[MPEG-OTSPEC] Expressing a colourful glyph in a QR code and application of such a QR code

William_J_G Overington wjgo_10009 at btinternet.com
Mon Dec 4 23:27:39 CET 2023


Dear Vladimir

Thank you for your reply.

What I have in mind is standardizing the implementation of this idea of 
mine.

For example, suppose that in a future version of a fontmaking program, 
for example High-Logic FontCreator, an end user could have available a 
facility such that one would highlight a particular glyph in a font then 
use, from a menu, a facility

Export glyph information encoded in a QR code

the output being a QR code in a graphics file

and a facility

Export glyph information as a text string suitable for encoding in a QR 
code using "your" QR code generating facility

the output being a text string in a text file
Scanning a printed QR code containing such information with a smartphone 
(or other device) would allow a glyph encoded in accordance with the 
existing font standard to become generated either as a single glyph font 
or as adding a glyph into an existing font, as desired: thereby becoming 
available for use in the smartphone (or other device).


My thinking is that if the format of the encoding is just something that 
I have done myself, no matter how good a job I might make of designing 
it, then it would quite likely just be like a piece of pure mathematics 
that is never applied, yet if the encoding in an annex to the font 
standard, or something similar, then the idea could quite possibly be 
applied in various practical ways in the future.

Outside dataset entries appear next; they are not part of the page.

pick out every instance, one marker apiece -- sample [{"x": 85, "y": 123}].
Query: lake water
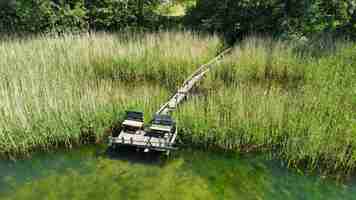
[{"x": 91, "y": 173}]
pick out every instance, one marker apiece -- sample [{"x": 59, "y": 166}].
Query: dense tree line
[
  {"x": 75, "y": 15},
  {"x": 237, "y": 18},
  {"x": 233, "y": 18}
]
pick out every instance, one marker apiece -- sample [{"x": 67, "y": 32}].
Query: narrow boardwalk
[
  {"x": 188, "y": 84},
  {"x": 147, "y": 141}
]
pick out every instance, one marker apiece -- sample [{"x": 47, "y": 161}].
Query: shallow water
[{"x": 92, "y": 173}]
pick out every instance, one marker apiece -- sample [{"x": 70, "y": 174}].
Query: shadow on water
[
  {"x": 102, "y": 173},
  {"x": 133, "y": 156}
]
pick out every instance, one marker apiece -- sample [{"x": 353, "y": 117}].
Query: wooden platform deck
[{"x": 144, "y": 141}]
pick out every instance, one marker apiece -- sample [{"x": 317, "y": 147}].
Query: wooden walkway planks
[{"x": 188, "y": 84}]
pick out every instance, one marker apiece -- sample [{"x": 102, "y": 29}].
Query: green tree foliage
[
  {"x": 74, "y": 15},
  {"x": 236, "y": 18}
]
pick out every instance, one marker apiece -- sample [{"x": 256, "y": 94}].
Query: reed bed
[
  {"x": 54, "y": 90},
  {"x": 268, "y": 95},
  {"x": 284, "y": 97}
]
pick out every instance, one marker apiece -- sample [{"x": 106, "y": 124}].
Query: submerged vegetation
[{"x": 289, "y": 98}]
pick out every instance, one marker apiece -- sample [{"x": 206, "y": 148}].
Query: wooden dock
[{"x": 142, "y": 139}]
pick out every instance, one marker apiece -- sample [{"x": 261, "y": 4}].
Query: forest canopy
[{"x": 232, "y": 18}]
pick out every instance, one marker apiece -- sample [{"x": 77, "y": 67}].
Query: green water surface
[{"x": 91, "y": 173}]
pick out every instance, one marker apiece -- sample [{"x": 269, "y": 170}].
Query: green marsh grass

Although such an encoding format is not in scope for the font standard 
itself, is there a way that it can be standardized such that it is more 
likely to become used in practice please, by manufacturers of fontmaking 
programs and by manufacturers of apps for smartphones and other devices?

The format needs to become standardized in an open source manner and 
have such ambience of provenance that it becomes used without concerns 
by various manufacturers.

I accept that such standardization will not be as part of the font 
standard, yet can it happen please? How could such standardization 
happen please?

Best regards,

William Overington

Monday 4 December 2023


------ Original Message ------
From: "Vladimir Levantovsky" <vladimir.levantovsky at gmail.com>
To: "William_J_G Overington" <wjgo_10009 at btinternet.com>
Cc: "MPEG OT Spec list" <mpeg-otspec at lists.aau.at>; 
fontdesigner at btinternet.com
Sent: Monday, 2023 Dec 4 At 17:08
Subject: Re: [MPEG-OTSPEC] Expressing a colourful glyph in a QR code and 
application of such a QR code

Dear William,

The general scope of a font standard is to define a universally encoded 
dataset that allows to transform a machine-readable sequence of 
codepoints (a text string) into a human-readable sequence of rendered 
glyphs. From what you're describing, it appears that the output of the 
process you suggest to standardize aims to convert a text string into 
another machine-readable code. So, the answer to at least one of the 
questions you asked - "is it in scope for such a standardization of the 
format of such a string of glyph-describing text characters to become 
encoded in the font standard" - would be _no_, it is out of scope of the 
font format standardization activities.